What each side says happened
U.S. Central Command said American forces struck Iranian military air-defense systems, coastal radar locations, missile and drone capabilities, and small boats. The command said the operation used U.S. fighter aircraft, naval vessels, one-way attack aerial drones and one-way attack sea drones, with sea drones used in that role for the first time.
Iran’s Islamic Revolutionary Guard Corps said it targeted U.S. military facilities in Bahrain and radar systems in Oman, Reuters reported. Reuters also reported that sirens sounded in Bahrain for the third time on Monday, citing the country’s interior ministry.
Iranian state media described the attacks on U.S. bases as retaliation for American bombings. U.S. Central Command framed its strikes as an effort to degrade Iran’s ability to continue attacks on vessels in the strait.

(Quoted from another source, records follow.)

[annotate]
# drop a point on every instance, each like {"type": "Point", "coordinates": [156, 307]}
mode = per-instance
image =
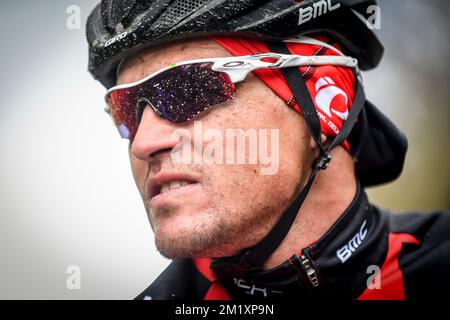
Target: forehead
{"type": "Point", "coordinates": [151, 60]}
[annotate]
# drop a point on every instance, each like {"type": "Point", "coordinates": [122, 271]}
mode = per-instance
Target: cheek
{"type": "Point", "coordinates": [241, 185]}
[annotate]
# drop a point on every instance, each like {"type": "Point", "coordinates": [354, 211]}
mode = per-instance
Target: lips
{"type": "Point", "coordinates": [166, 182]}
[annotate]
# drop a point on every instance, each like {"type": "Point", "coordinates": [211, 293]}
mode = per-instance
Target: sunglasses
{"type": "Point", "coordinates": [183, 90]}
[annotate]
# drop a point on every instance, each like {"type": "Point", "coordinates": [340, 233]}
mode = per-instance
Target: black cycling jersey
{"type": "Point", "coordinates": [368, 253]}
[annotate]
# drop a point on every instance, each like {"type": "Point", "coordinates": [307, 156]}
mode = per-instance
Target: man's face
{"type": "Point", "coordinates": [226, 206]}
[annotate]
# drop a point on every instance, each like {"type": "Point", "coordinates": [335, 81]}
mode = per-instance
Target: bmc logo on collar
{"type": "Point", "coordinates": [347, 250]}
{"type": "Point", "coordinates": [316, 10]}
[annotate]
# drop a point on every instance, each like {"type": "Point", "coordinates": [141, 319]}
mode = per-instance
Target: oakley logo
{"type": "Point", "coordinates": [116, 38]}
{"type": "Point", "coordinates": [346, 251]}
{"type": "Point", "coordinates": [251, 289]}
{"type": "Point", "coordinates": [329, 98]}
{"type": "Point", "coordinates": [316, 10]}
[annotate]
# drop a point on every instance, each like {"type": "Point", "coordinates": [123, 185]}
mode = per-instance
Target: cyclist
{"type": "Point", "coordinates": [300, 225]}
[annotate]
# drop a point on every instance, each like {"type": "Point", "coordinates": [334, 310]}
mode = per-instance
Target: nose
{"type": "Point", "coordinates": [154, 134]}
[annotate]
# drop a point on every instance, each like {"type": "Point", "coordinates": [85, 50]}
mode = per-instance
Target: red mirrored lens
{"type": "Point", "coordinates": [177, 94]}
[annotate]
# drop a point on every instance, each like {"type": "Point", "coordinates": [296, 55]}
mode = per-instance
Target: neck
{"type": "Point", "coordinates": [331, 193]}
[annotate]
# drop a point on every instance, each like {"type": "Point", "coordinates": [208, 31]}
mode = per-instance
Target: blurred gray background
{"type": "Point", "coordinates": [67, 196]}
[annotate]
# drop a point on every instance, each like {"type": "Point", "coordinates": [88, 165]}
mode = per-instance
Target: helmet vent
{"type": "Point", "coordinates": [179, 10]}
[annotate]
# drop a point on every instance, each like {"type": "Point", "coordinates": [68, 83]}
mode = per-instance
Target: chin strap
{"type": "Point", "coordinates": [252, 259]}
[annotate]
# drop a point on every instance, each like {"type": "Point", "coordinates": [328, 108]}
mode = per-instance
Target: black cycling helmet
{"type": "Point", "coordinates": [117, 29]}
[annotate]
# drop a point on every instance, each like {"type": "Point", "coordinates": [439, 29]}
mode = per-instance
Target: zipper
{"type": "Point", "coordinates": [309, 272]}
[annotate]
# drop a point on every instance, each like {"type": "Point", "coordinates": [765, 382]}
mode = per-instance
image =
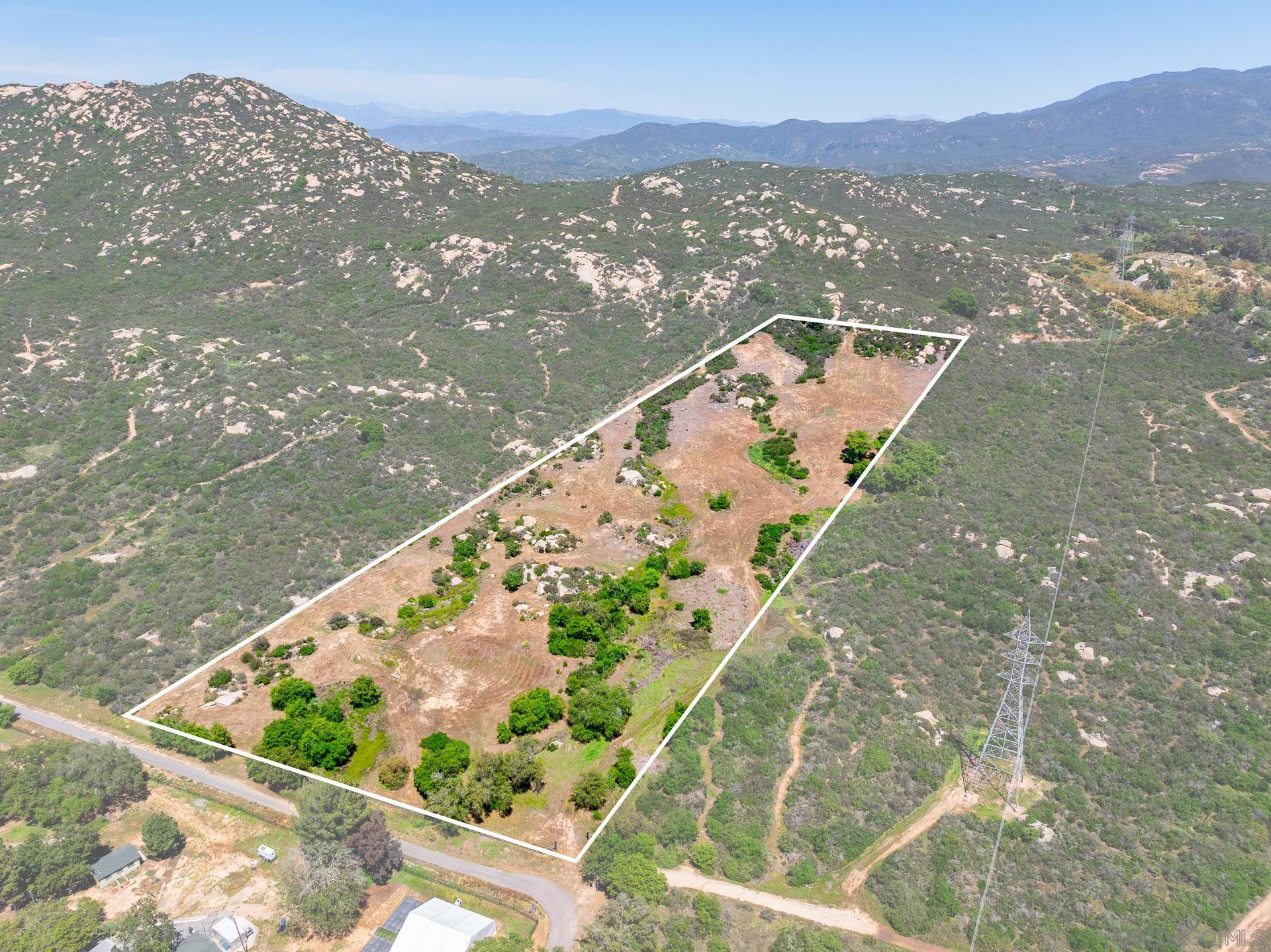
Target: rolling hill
{"type": "Point", "coordinates": [246, 348]}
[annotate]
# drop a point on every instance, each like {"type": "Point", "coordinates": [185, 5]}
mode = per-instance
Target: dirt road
{"type": "Point", "coordinates": [848, 920]}
{"type": "Point", "coordinates": [557, 904]}
{"type": "Point", "coordinates": [951, 800]}
{"type": "Point", "coordinates": [1236, 417]}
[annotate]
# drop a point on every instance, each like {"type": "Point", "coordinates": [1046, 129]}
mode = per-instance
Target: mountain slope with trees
{"type": "Point", "coordinates": [247, 348]}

Why the strait matters to markets
The Strait of Hormuz is known as an energy choke point, meaning a narrow route where a disruption can affect a large amount of global supply. CNBC reported that the waterway normally handles roughly one-fifth of global oil traffic.

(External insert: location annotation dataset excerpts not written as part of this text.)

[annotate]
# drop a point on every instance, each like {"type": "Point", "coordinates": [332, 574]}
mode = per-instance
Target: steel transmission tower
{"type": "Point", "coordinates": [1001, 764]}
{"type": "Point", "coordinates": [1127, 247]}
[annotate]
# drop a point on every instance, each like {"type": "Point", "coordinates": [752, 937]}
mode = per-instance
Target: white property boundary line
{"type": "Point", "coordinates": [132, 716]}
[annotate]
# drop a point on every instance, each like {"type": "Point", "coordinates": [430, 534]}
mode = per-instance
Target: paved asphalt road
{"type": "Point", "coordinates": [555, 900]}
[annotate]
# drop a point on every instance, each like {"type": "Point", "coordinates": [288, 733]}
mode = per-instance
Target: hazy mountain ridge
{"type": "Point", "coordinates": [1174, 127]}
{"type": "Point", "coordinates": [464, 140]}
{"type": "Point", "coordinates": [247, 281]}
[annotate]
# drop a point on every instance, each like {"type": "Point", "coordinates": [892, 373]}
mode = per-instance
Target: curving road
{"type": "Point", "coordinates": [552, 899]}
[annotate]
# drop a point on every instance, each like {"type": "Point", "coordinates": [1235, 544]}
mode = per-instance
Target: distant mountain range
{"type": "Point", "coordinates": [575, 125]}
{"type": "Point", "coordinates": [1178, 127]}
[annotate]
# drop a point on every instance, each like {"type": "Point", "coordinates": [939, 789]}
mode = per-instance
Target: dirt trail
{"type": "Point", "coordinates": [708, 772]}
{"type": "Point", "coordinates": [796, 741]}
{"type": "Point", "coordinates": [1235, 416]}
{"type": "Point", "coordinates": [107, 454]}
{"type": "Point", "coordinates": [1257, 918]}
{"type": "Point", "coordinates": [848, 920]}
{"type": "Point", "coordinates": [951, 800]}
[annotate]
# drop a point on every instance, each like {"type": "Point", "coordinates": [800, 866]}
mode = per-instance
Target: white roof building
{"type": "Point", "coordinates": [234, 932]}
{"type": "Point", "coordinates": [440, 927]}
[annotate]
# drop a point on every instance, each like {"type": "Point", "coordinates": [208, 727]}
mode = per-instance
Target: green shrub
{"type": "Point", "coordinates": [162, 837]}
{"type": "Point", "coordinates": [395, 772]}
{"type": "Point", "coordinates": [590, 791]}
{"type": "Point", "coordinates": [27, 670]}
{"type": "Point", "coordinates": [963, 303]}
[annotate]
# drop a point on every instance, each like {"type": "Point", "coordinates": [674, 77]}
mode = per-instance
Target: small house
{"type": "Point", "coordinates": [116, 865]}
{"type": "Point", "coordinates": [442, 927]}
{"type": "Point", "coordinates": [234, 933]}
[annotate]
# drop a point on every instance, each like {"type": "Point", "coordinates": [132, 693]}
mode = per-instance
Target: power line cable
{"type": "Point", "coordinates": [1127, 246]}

Oil prices rose Monday as the exchange of attacks raised fears about shipments through the strait. CNBC reported that Brent crude futures for September delivery climbed 4% to $79.02 a barrel, while U.S. West Texas Intermediate futures for August delivery rose 4.1% to $74.27.
Brent is the main international oil benchmark, while West Texas Intermediate is the key U.S. benchmark. When traders expect supply to become harder to move, futures prices can rise because buyers may have to pay more to secure barrels later.
Peace deal under strain
The fighting has increased doubts around an interim peace agreement signed last month, CNBC reported. That deal was intended to help reopen the Strait of Hormuz and end the war after 60 days of negotiations.
Iranian parliament speaker Mohammad Bagher Ghalibaf posted Sunday on social media: “The era of one-sided deals is OVER. We told you: keep your word or pay the price. Reality is knocking.” CNBC reported that the post appeared alongside an image of Article 5 of the U.S.-Iran memorandum of understanding, which relates to reopening the strait.
President Donald Trump said Friday that the U.S. and Iran had agreed to continue peace talks, CNBC reported. He also said the ceasefire created under last month’s peace deal had been scrapped.
For markets, the core issue is whether the fighting stays limited or keeps threatening one of the world’s most important oil routes. The confirmed facts so far point to a more dangerous standoff, with oil prices already reacting to the risk of disruption.
This story draws on original reporting from CNBC.